The issue with not having negative prompts.

M0oP0o@mander.xyz · 6 months ago

The issue with not having negative prompts.

j4k3@lemmy.world · 6 months ago

Diffusion models do not parse natural language like a LLM. All behavior that appears like NLP is illusionary. For the most part. You can get away with some things because of what is present in the training corpus. However, any time you use a noun, you are making a weighted image priority. By repeating “shuttle” in this prompt, you’ve heavily biased to feature the shuttle regardless of the surrounding context. It is not contextualising, it is ‘word weighting’. There is a relationship to the other words of the prompt, but they are not conceptually connected.

In a LLM there are special tokens that are used to dynamically ensure that the key points of the input are connected to the output, but this system is not present in generative AI.

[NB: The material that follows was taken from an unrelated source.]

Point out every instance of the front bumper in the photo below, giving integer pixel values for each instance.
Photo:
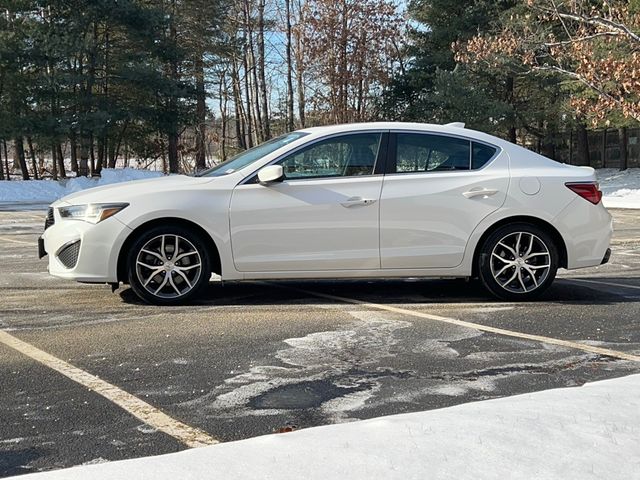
(96, 259)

To illustrate, I like to download LoRA’s to use on offline models, I use a few tools to probe them and determine how they were made, like the tags used with training images, what base model was used, and the training settings they used. Around a third of LoRA’s I have downloaded contain natural language in the images that were tagged. This means the LoRA related term I use for generating should be done with natural language.

This is the same principal required for any model. You should always ask yourself, how often is this terminology occurring in the tags below an image. You might check out gelbooru or danbooru just to have a look at the tags system used there for all images. That is very similar to how training happens for the vast majority of imagery. It is very simplified overall.

The negative prompt is very different in how it is processed compared to the positive. If you look at the respective documentation for the tool you’re using, they might make some syntax available to create a negative line, but they likely want you to use their API with a more advanced tool.